Two other issues for FDs to remember when looking at moving from DB to DC are the costs of a communication exercise to publicise the changes and the possible impact of the introduction of personal accounts in 2012. With auto-enrolment of all employees, this could raise costs and FDs should ensure that their assumptions over scheme take-up rates reflect the future changes.
Overall, FDs should look at moving from DB to DC about reducing risks not costs. Acting in haste may mean reviewing DC plans or revisiting DB arrangements in a couple of year’s time, further disenchanting employees. Do it properly and do it once should be the FD’s aim when moving from DB to DC.

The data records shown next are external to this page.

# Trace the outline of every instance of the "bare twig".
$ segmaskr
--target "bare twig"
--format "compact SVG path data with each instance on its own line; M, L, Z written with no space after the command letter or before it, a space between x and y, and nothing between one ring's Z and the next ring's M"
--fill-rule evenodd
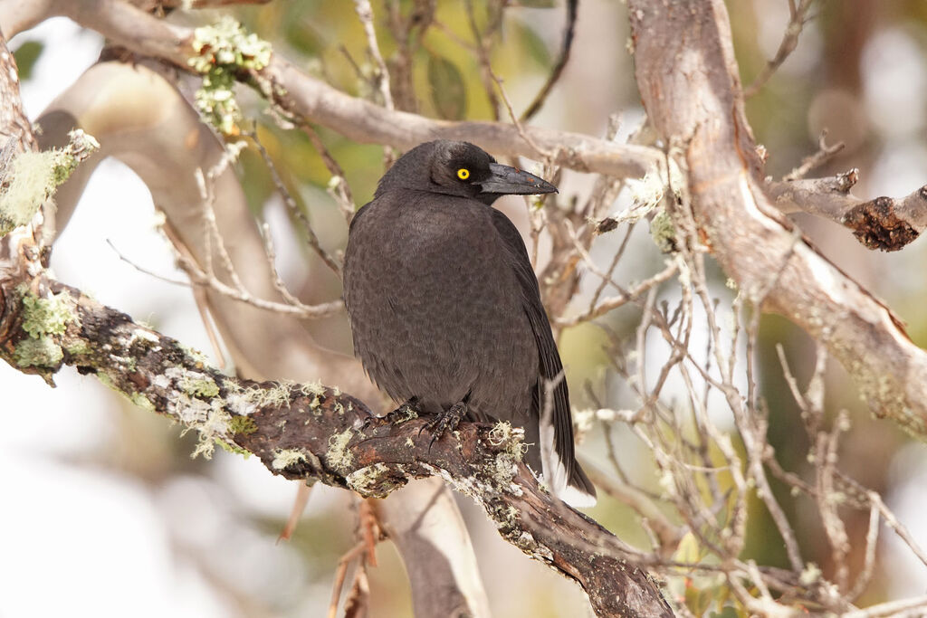
M782 41L779 44L779 49L776 51L776 55L772 57L767 65L763 68L763 70L759 72L753 82L743 89L743 96L750 98L766 85L766 82L769 81L773 73L785 62L786 58L795 50L798 45L798 37L802 33L802 29L805 28L806 22L807 22L807 12L811 8L811 3L814 0L801 0L799 5L795 6L793 0L790 0L789 9L791 12L791 17L789 19L789 25L785 27L785 32L782 35Z

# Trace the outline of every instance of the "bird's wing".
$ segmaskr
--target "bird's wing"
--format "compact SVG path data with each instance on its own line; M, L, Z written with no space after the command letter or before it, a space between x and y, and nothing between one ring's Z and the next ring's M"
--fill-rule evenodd
M510 263L521 286L525 313L531 323L531 330L534 331L534 338L538 344L541 379L539 380L539 393L535 398L538 409L532 412L538 414L539 417L543 416L546 398L545 383L555 381L552 418L551 419L553 427L553 447L557 453L557 459L564 466L565 478L570 479L573 476L574 459L573 420L570 416L569 393L566 389L566 377L563 375L564 366L560 361L560 353L557 352L553 334L551 332L551 322L548 322L544 305L540 302L538 278L531 268L531 260L528 259L525 241L522 240L521 234L518 233L518 230L508 217L492 208L492 222L508 250ZM539 418L539 421L543 423L543 418ZM543 429L544 427L541 426L541 439L543 439L544 435ZM548 482L552 481L552 479L548 480Z

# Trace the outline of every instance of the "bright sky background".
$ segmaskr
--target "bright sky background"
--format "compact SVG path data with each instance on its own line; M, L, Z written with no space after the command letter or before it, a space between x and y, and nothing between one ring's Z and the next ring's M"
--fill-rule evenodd
M770 40L778 42L781 28L774 26L766 30L774 31ZM22 87L26 110L34 119L95 60L102 39L55 19L14 39L11 47L24 40L47 44L33 78ZM883 62L886 56L893 61ZM890 131L897 127L893 123L899 107L910 107L902 115L922 124L927 68L908 35L890 31L876 37L864 62L880 68L867 71L871 81L866 104L895 110L886 120L895 127ZM874 116L881 121L882 116ZM875 162L870 182L878 195L905 195L923 183L927 152L908 135L899 134L895 147ZM209 353L189 290L139 272L106 242L142 266L184 279L171 266L153 220L144 184L121 164L104 162L56 245L52 267L62 281L135 319L157 317L160 330ZM241 523L243 513L276 518L288 512L293 484L273 476L253 458L222 452L209 479L171 474L162 483L143 483L118 473L115 466L101 465L107 460L101 453L121 457L116 428L126 415L147 412L133 410L95 379L70 369L56 380L58 387L51 389L38 377L0 363L0 617L229 615L226 598L204 573L255 594L300 595L305 600L294 605L303 615L315 615L327 602L330 574L303 573L292 549ZM154 419L151 426L157 423L167 422ZM927 546L923 445L898 453L893 469L902 488L888 497L890 503ZM309 514L343 509L340 496L314 490ZM896 543L890 534L883 538ZM905 549L896 556L895 594L921 593L927 587L923 567ZM209 568L195 560L206 561ZM260 568L242 567L248 563Z

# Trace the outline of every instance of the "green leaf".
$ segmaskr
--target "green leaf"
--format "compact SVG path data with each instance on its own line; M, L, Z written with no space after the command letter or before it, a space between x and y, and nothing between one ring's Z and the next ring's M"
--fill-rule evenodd
M439 56L429 56L428 83L438 116L449 120L460 120L466 116L466 85L454 63Z
M16 66L19 69L20 81L24 82L32 77L32 68L35 66L35 61L39 59L43 49L44 49L44 45L38 41L26 41L13 52Z
M551 66L551 51L547 48L547 44L538 36L538 32L530 26L518 21L514 21L513 25L518 32L518 41L528 57L541 67Z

For more information on employer-provided pensions go to: www.employeebenefits.co.uk/benefits/occupational-pensions.html
Funding basis v Accounting basis†
Comment: If an FD is monitoring funding using corporate bond yields (the red line), funding will be higher than if it is based on gilts plus a fixed spread (the blue line). The gap between the two can be as much as 20% and can lead of a difficult conversation if the FD thinks the scheme is approaching surplus on an accounting basis, while the trustees think the scheme is more heavily in deficit on a funding basis.†
Source: Hewitt Associates
• Closing a defined benefit (DB) scheme often increases overall pension costs. It should be seen as reducing risk, rather than reducing cost.†
• FDs need to be aware of any powers the trustees have in the trust deed, and rules that can sharply raise funding costs.†
• Only closing schemes to future accrual may not do enough to reduce DB costs because younger employees subsidise the costs of older employees. But closure to new hires and all future accruals in one fell swoop is unusual and raises industrial relations issues.†
• The economic downturn is likely to lead to more corporate failures and this will raise the Pension Protection Fund (PPF) levy for the surviving employers.†
• The difference in the method for valuing schemes for funding and accounting purposes are likely to be exacerbated by the credit crunch.†
• Former DB members often get higher DC contribution rates, but this could fall foul of age discrimination rules, if contribution rates vary with age, or there are other factors that relate to age.†
• Moving from a contracted-out DB scheme to a DC scheme which is contracted in will increase the NI rate paid by 3.7% from 9.1% to 12.8% between the lower and upper earnings limits.